Fabian A. Scherschel

(Bild: Tencent's Xuanwu Lab)

Mit geschickt formatierten Barcodes können Angreifer auf an den Scanner angeschlossenen Rechnern bösartige Befehle ausführen. Schließen lassen sich diese Sicherheitslücken nur schwer.

Sicherheitsforscher haben wieder einmal Lücken in Barcode-Verarbeitungssystemen [1] dokumentiert. Sie entdeckten, dass man mit bestimmten Scannern angeschlossene Systeme dazu bringen kann, Schadcode auszuführen – alleine durch das Scannen eines oder mehrerer Barcodes. Den Angriff nennen sie BadBarcode. Dabei nutzen sie aus, dass die Scanner gegenüber dem Host-System als USB-Tastaturen fungieren und man mit speziellen ASCII-Kontrollzeichen Hotkeys aktivieren und so etwa unter Windows ein Ausführen-Fenster öffnen kann.

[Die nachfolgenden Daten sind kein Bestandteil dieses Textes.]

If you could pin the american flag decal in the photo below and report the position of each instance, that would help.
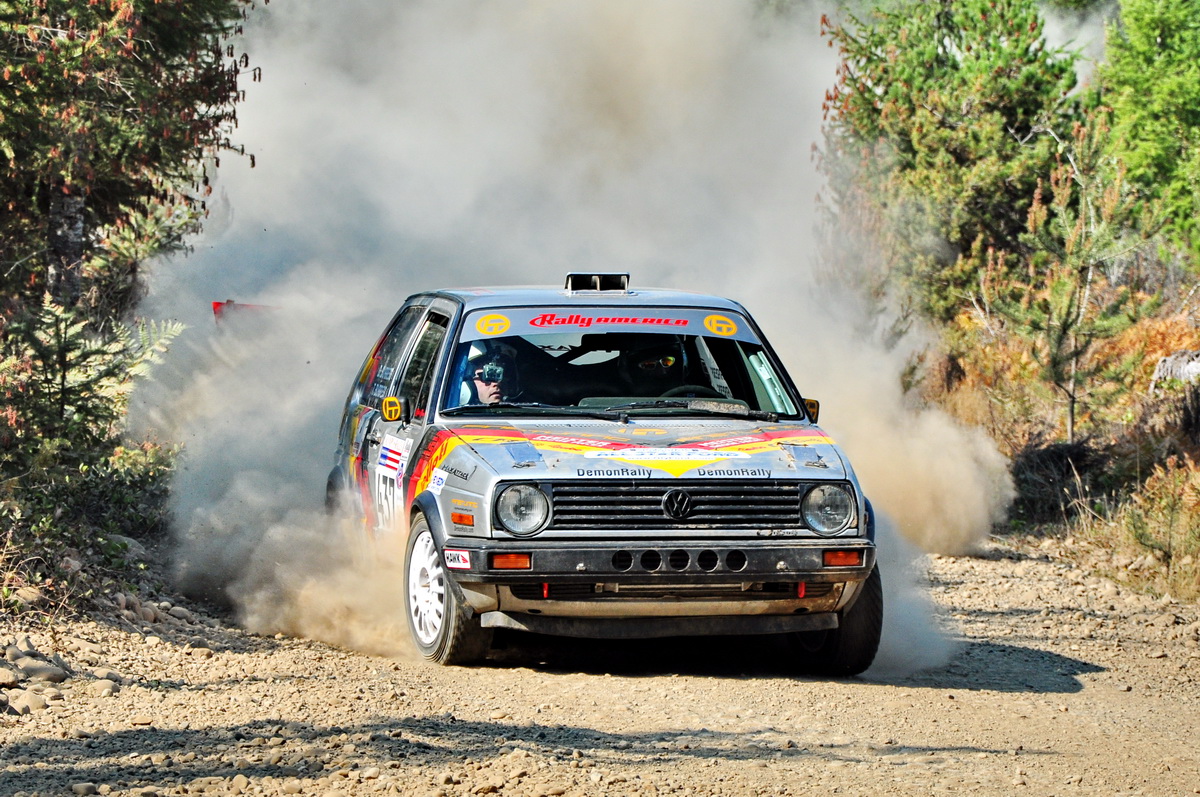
(391, 459)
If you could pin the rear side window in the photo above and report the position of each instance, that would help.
(381, 369)
(418, 379)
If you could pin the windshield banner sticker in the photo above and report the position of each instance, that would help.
(529, 321)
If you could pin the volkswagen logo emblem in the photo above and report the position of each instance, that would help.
(677, 504)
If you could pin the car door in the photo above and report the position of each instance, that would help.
(396, 432)
(376, 377)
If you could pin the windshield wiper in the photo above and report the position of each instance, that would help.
(541, 409)
(725, 408)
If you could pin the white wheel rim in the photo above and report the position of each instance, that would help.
(426, 589)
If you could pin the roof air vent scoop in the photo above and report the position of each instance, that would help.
(576, 282)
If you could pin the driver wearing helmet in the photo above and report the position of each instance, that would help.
(493, 377)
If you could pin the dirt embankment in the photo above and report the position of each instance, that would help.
(1061, 684)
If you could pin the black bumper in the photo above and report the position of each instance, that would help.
(647, 562)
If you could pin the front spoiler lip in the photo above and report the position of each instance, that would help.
(593, 561)
(643, 628)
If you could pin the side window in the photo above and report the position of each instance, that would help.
(382, 370)
(418, 376)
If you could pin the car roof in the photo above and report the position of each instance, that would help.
(487, 298)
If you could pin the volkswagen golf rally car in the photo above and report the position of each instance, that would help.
(600, 461)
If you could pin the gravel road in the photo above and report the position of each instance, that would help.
(1060, 683)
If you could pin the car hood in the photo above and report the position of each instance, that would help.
(651, 449)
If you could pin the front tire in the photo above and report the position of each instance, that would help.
(441, 624)
(851, 647)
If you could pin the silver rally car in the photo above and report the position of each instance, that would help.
(603, 461)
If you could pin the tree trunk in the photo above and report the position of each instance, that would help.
(66, 245)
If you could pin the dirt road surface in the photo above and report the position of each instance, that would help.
(1061, 683)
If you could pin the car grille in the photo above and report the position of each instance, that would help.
(583, 591)
(707, 504)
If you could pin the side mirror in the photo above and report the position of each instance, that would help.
(396, 408)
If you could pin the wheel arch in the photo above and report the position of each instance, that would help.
(426, 504)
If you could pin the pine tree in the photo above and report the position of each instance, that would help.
(1066, 309)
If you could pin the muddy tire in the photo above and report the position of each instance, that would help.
(850, 648)
(442, 627)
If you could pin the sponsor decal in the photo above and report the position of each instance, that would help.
(568, 441)
(675, 461)
(661, 454)
(733, 472)
(628, 473)
(457, 473)
(721, 325)
(731, 441)
(583, 322)
(493, 324)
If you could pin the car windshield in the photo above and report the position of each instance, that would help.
(658, 360)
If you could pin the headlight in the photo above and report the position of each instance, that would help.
(828, 509)
(522, 509)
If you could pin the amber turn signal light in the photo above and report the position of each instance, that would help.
(511, 562)
(843, 558)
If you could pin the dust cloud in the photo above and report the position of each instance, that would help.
(408, 145)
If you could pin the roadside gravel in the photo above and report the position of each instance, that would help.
(1062, 683)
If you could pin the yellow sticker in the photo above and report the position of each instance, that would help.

Böse Barcodes, dumme Scanner

Die zu Grunde liegenden Funktionen, welche die Forscher für ihren Angriff ausnutzen, sind allerdings kein Problem der Barcodes selbst. Auch sind nur die Scanner bestimmter Hersteller betroffen, die allerdings relativ weit verbreitet sein sollen. Besonders einfach kann man Geräte missbrauchen, die das sogenannte Advanced Data Formatting [2] (ADF) unterstützen. ADF erlaubt dem Ersteller des Barcodes, die gescannten Zeichenfolgen mit darin enthaltenen Befehlen zu bearbeiten, bevor sie auf dem Rechner landen. Das macht es besonders einfach, unter Windows Hotkeys zu aktivieren. Prinzipiell funktioniert diese Art Angriff allerdings auch auf anderen Betriebssystemen.

Tencent's Xuanwu Lab
Auch auf dem Raumschiff USS Enterprise gibt es angreifbare Barcode-Scanner.
Bild: Tencent's Xuanwu Lab

Um auf dem Windows-Rechner gefährliche Aktionen auszuführen, müssen die Forscher mehrere Barcodes scannen. Außerdem scheint der Angriff auf die Nutzerrechte des gerade angemeldeten Benutzers beschränkt. Allerdings können sie nach eigenen Angaben auch Code aus dem Netz nachladen. Zusätzlich ist es denkbar, dass der BadBarcode-Angriff nur als Einfallstor in das System benutzt wird und dann vorhandene Windows-Lücken missbraucht.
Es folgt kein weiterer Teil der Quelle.